Evan Spiegel, CEO, Snapchat, took to the stage on the second day of Cannes Lions 2015 with Joanna Coles, editor, Cosmopolitan.
Spiegel explained how brands should look to present themselves on the medium: "The product is built for people. So, brands should try being like people and change at the pace of humans. But, they shouldn't try being buddies either. Being friendly is okay, but buddies isn't."
The duo discussed Snapchat 'Stories' and how it's being used as a news service. Spiegel said, "A year ago we launched Cities - a collection of videos from contributors in that city (which was featured). We had a story recently in Charleston after the shooting. We feel these (stories) have the depth that news channels won't be able to give, because of the amount of contributors to each story. We feel a sense of responsibility during such times. Earlier, we did only stuff like (video) contributions from basketball games. Then we looked to get out of familiarity. We've hired journalists to figure how to do this."
Coles pointed out that Snapchat had 15 million people sending in stories on New Year's Eve (2015). ABC, the channel with the biggest coverage of the day in America, has five million viewers. The conversation moved to creativity in using the medium.
"One of the saddest things about creativity is that people are scared of being creative and different. A lot of them feel creativity is about doing something unusual. We like being fun and playful. It takes the pressure off being creative. In the field of technology people are always too serious. We want to have fun," said the founder of Snapchat.
On the deployment of the platform for ads, Spiegel said, "People were using TV and desktop ads for mobile screens. We found out that no one rotates their phones while watching a video. That's what we worked on.

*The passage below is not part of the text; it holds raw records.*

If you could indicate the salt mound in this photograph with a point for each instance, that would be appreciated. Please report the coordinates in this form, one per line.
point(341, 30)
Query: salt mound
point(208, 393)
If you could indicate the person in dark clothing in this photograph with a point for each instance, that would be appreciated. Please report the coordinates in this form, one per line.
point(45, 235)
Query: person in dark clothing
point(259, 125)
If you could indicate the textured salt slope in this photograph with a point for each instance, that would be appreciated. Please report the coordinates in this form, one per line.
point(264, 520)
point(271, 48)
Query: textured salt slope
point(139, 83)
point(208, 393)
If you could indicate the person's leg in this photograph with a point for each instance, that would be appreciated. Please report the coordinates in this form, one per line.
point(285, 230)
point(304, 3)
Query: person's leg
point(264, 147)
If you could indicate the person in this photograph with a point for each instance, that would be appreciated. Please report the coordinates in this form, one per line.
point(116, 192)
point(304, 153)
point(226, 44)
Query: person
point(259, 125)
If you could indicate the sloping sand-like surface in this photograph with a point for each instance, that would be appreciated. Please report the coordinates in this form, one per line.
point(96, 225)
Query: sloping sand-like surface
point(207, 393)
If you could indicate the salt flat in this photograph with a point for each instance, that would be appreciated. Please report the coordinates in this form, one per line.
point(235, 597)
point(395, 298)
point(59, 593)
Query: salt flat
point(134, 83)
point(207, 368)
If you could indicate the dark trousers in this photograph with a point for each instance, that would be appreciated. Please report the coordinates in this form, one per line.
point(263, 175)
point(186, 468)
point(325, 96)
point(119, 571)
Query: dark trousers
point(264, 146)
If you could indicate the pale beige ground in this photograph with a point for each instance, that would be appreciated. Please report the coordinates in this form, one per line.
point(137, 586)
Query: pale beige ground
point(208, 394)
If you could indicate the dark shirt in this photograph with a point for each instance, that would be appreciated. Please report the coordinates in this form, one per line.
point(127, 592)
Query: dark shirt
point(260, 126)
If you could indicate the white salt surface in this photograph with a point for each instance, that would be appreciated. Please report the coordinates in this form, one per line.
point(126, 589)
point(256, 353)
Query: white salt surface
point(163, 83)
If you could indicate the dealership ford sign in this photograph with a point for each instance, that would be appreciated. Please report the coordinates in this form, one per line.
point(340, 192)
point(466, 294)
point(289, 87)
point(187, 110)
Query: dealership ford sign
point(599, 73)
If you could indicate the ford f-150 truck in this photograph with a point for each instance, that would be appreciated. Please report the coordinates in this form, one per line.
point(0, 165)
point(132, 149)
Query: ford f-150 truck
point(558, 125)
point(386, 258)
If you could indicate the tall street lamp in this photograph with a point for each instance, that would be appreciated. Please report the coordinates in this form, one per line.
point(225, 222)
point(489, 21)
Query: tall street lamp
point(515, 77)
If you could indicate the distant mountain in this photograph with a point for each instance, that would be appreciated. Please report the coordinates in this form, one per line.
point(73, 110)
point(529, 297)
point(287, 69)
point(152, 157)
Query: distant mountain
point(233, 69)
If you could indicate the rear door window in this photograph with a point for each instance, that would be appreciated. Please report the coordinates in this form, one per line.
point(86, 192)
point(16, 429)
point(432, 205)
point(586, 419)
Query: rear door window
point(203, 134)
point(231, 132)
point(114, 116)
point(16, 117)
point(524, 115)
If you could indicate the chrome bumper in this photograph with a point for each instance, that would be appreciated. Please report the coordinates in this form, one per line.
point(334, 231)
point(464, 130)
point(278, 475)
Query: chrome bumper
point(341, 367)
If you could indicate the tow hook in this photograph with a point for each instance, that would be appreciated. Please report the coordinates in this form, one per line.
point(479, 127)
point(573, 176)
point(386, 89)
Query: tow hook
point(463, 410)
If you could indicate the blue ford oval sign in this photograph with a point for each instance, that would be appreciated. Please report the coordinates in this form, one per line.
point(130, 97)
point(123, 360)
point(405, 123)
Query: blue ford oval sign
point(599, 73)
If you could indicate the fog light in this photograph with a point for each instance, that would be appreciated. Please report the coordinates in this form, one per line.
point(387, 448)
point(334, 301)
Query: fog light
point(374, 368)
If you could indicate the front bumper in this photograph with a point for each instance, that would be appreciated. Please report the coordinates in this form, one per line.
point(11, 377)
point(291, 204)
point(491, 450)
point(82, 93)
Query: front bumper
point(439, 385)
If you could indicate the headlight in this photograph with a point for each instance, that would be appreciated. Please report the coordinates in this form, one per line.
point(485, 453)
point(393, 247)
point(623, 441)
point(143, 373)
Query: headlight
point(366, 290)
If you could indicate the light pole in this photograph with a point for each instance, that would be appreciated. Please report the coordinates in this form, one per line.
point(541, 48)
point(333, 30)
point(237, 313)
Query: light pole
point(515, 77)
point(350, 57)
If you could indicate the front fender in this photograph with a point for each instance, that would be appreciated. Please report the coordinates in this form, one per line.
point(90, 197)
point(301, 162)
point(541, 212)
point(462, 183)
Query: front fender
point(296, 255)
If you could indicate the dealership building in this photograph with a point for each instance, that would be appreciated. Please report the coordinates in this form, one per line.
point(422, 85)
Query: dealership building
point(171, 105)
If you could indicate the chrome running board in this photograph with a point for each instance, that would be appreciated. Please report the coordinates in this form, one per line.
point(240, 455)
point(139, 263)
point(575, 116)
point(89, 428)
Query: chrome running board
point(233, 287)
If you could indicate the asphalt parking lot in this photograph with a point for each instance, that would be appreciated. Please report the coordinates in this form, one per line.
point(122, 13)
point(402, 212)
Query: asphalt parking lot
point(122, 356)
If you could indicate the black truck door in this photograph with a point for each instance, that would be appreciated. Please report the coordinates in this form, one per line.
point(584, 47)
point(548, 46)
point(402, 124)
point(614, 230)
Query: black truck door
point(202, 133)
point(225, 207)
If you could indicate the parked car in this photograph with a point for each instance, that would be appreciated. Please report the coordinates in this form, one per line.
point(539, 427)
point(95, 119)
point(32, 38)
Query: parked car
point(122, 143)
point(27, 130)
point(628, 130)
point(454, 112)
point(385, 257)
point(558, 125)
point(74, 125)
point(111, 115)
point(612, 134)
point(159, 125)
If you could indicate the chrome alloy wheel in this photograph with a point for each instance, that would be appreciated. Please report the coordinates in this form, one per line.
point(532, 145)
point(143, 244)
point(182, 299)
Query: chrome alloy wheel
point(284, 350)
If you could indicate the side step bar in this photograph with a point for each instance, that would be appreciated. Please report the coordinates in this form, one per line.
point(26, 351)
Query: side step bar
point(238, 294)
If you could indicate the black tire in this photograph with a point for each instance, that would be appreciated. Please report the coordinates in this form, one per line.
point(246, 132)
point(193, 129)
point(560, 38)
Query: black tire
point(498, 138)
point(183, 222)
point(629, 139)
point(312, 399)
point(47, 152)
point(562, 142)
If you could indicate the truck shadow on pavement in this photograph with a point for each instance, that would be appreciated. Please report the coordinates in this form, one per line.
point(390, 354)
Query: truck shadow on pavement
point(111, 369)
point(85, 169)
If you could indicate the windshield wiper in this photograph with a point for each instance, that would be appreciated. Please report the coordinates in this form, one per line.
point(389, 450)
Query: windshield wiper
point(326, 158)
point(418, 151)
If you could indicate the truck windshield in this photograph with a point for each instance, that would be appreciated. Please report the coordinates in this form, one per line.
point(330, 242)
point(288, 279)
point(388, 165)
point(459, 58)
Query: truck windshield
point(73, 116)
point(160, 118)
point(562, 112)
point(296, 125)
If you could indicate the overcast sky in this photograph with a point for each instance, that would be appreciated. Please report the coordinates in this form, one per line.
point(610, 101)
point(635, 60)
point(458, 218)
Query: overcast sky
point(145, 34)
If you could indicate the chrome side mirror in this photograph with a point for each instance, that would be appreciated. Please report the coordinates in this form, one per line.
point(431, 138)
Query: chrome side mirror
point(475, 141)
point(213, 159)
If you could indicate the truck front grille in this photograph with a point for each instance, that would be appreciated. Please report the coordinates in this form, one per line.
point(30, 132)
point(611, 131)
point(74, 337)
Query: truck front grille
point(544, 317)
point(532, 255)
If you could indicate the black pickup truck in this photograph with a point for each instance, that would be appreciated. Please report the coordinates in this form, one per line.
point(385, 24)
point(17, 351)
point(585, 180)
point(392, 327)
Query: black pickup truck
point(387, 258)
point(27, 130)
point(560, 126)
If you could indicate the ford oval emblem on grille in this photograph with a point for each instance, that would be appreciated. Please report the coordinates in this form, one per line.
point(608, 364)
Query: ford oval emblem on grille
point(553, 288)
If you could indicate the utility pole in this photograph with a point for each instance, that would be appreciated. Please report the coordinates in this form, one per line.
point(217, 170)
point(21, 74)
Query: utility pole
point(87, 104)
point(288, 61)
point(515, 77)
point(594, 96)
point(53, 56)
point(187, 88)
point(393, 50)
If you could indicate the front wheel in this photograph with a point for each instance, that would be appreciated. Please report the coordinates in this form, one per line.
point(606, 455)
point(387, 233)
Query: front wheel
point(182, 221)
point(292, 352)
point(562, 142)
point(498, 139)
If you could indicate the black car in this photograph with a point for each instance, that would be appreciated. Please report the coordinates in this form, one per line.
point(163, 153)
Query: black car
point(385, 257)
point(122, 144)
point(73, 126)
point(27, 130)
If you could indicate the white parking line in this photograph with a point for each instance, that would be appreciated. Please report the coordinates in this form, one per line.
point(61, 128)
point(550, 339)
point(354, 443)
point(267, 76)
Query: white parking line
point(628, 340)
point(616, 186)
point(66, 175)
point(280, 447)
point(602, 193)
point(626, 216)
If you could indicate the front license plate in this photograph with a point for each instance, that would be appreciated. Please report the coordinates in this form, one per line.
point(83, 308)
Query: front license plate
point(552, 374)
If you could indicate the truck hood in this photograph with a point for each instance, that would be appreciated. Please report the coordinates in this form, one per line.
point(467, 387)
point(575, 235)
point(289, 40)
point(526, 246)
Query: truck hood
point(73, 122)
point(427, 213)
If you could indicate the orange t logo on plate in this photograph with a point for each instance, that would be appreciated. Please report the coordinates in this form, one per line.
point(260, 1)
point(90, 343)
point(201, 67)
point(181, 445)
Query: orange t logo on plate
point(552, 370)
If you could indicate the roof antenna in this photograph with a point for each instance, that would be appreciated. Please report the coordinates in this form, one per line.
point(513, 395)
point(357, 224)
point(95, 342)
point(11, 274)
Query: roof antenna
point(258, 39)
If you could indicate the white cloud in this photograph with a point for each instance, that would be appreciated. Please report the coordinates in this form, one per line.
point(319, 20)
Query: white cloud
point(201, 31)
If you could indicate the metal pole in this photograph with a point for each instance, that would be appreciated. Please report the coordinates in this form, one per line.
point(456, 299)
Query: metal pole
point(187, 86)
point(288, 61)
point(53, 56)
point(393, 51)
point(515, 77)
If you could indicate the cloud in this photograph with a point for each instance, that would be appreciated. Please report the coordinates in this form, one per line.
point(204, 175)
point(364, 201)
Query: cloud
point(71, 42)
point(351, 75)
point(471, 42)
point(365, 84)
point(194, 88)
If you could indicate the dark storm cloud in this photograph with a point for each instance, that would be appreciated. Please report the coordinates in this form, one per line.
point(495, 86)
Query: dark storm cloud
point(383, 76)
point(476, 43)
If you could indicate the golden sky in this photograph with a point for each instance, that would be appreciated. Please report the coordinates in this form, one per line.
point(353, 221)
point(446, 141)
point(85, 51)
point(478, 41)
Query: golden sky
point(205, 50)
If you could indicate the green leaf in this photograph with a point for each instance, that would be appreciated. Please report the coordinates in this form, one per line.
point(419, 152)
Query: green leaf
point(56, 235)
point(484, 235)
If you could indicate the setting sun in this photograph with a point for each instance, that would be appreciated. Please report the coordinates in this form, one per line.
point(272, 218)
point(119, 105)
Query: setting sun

We then added videos in the middle of a story versus placing them at the beginning. This makes people watch the ads too. One example of this was the recent Father's Day activity with P&G. In the middle of the story we had a Tide ad. It fit the context. We love it when the advertising fits the story. These ads (of the shorter variety) are gaining more currency. It's been fun for advertisers too. People want to watch great creatives. If everyone advertised effectively, then advertising wouldn't stand out!"